Years after it was proposed, a shopping center was built near Greens Farms Elementary School.

Years after it was proposed, a shopping center was built near Greens Farms Elementary School.

Two months later, the P&Z proposed action to reverse the “hodgepodge” and “visual mayhem” — town officials’ words — of the Post Road. Fifteen properties along busy Route 1 would need special permits for development. New zones would be limited by “natural boundaries, such as topography, existing streets or similar barriers.”

Included was the Greens Farms tract. It took a number of years, but the shopping center — anchored today by Barnes & Noble — eventually was built.

Half a century later, some things haven’t changed. Westporters still debate property taxes and affordable housing.

But we no longer argue about shopping centers. They’re here, they’re there, they’re everywhere.

There’s nowhere left to put a new one.

11 responses to “Westport At The Crossroads

  1. Downtown is a mall. Just like Stamford and Trumbull. And Post Rd is worse than ever.

  2. Plus ça change, plus c’est la même chose

  3. Luisa Francoeur

    The photo in the middle of your story causes me to think about another issue: the electric lines which are front and center in the photo. Talk about visual blight ! Why can’t they be put underground?

  4. Matthew Mandell

    Bravo to the P&Z of yesteryear who saw the issues coming and protected our town. Business has thrived here and continue to, but just as importantly we have kept the scale reasonable. Years later, in the 80s, the P&Z seeing that big box stores were coming put cap of 10,000sf on buildings, right move.

    Westport can move forward, but within reason. We will find in the coming charettes about downtown that the residents like our town, our scale and our character and that again 50 years later will be seeking basically the same thing. And believe me businesses want to be here, they just need to fit into our scheme and do.

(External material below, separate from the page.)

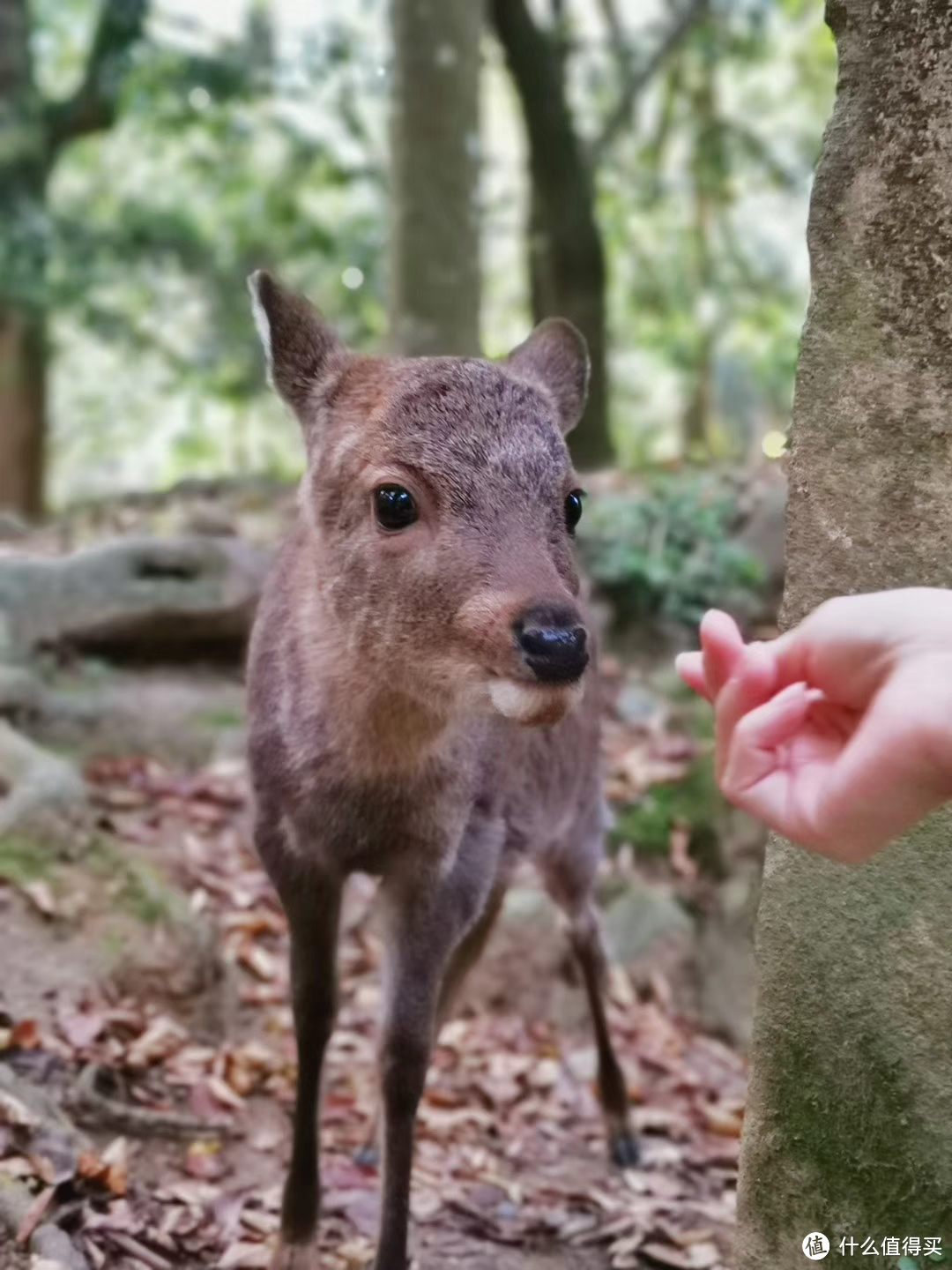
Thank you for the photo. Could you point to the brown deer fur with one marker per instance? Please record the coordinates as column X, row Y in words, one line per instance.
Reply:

  5. It seems that many people in Westport go through life looking backward because that is where they think they will find the future,

  6. Back to the future. Yes, an interesting premise.
    Change is very hard to deal with. History should never change.

  7. There are all sorts of interesting restrictions on Commercial Real Estate. No more drive through restaurants for some reason. No more car dealers, or car related anything unless you’re in the certain half mile that is designated as such or if it’s grandfathered in. The set backs were changed on undeveloped property slashing their values, .. and considering it was only one or two pieces, that was sort of silly. But I don’t know..would I have liked more huge buildings in town like the one that ate Westport on Wright Street? (boy, would I love to know how THAT happened.. but more power to them.. they made a bundle) Westport still has my favorite commercial building anywhere.. the glass one in front of Birchwood Country Club on the corner of Kings Highway South the Post Road. It’s masterful design with glassed walls and it absolutely disappears into the landscape. The designer of that 30 plus year old building deserves an award!. But I wonder why there aren’t more like it? There should be a law!!